The best part is when you’re standing at a crosswalk, waiting on the light to change. The overly large umbrellas always seem to somehow slide under your umbrella, acting as a conduit to funnel the rain directly onto your shoulder.
You stole my line. I used to rant daily about these umbrellas in San Francisco and called them “the SUVs of the sidewalk.” I’ve only seen one in NYC. I’d probably start telling people off if I saw them here.

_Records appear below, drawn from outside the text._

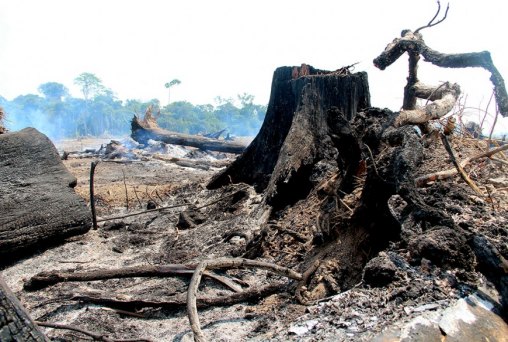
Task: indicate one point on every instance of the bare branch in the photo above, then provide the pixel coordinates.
(413, 43)
(431, 22)
(422, 180)
(95, 336)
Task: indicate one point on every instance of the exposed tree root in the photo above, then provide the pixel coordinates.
(224, 263)
(423, 180)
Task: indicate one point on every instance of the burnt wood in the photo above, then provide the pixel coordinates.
(38, 204)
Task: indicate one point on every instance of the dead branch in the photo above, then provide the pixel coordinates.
(45, 279)
(92, 198)
(444, 99)
(303, 283)
(126, 193)
(225, 263)
(170, 207)
(413, 43)
(459, 168)
(96, 337)
(192, 309)
(142, 212)
(422, 180)
(179, 301)
(431, 22)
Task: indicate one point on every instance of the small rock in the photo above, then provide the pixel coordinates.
(470, 320)
(443, 246)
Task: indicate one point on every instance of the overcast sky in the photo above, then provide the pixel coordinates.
(227, 47)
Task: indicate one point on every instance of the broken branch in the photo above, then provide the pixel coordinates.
(413, 43)
(225, 263)
(251, 294)
(459, 168)
(45, 279)
(92, 198)
(422, 180)
(96, 337)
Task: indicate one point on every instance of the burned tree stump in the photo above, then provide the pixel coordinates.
(296, 133)
(15, 323)
(38, 205)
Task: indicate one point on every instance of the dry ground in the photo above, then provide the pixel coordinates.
(154, 239)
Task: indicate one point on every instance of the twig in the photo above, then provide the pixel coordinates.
(44, 279)
(192, 309)
(169, 207)
(224, 263)
(492, 128)
(305, 279)
(421, 181)
(431, 22)
(136, 193)
(294, 234)
(142, 212)
(460, 170)
(126, 193)
(499, 160)
(92, 198)
(96, 337)
(179, 301)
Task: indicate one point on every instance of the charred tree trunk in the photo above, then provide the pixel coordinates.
(296, 134)
(142, 131)
(38, 205)
(15, 323)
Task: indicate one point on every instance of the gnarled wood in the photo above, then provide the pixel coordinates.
(38, 205)
(15, 323)
(413, 44)
(296, 132)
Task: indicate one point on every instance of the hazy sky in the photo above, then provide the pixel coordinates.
(227, 47)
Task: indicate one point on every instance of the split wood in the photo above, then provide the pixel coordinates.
(45, 279)
(192, 310)
(95, 336)
(421, 181)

On my way to work this morning, I had to squeeze past an umbrella that could easily have sheltered the entire cast of a Gilbert & Sullivan operetta, including the chorus members.**
It’s not the width, it’s the height. No, really. I’m guessing Eve isn’t especially tall or she wouldn’t wonder about this. I’m only about six feet, but in anything heavier than a mild drizzle, or if there’s any wind at all, I get wet from the thighs down under a regular size umbrella; those little ones can’t even keep me dry to the waist. And if I’m walking with anyone else or carrying anything, everything except my head gets soaked. Bigger umbrella (we’re not talking beach umbrella, though, or even golf), no problem. I find all you supposed midgets, Eve, tend to hold your umbrella spines right about my eyeball level. The small ones are just as dangerous. So it ain’t the size, it’s what you do with it (I do try to hold mine OVER other peoples to make passing through a crowd easier).
Just consider yourself lucky you never got stuck walking behind or anywhere around me in about a 3-4’ radius. I tend to carry around a big stick umbrella that I’m prone to swing wildly about unprovoked, and have bonked people walking with me (purposefully and not) on many, many occasion. The actual canopy part is of a moderate size, though. I’m short.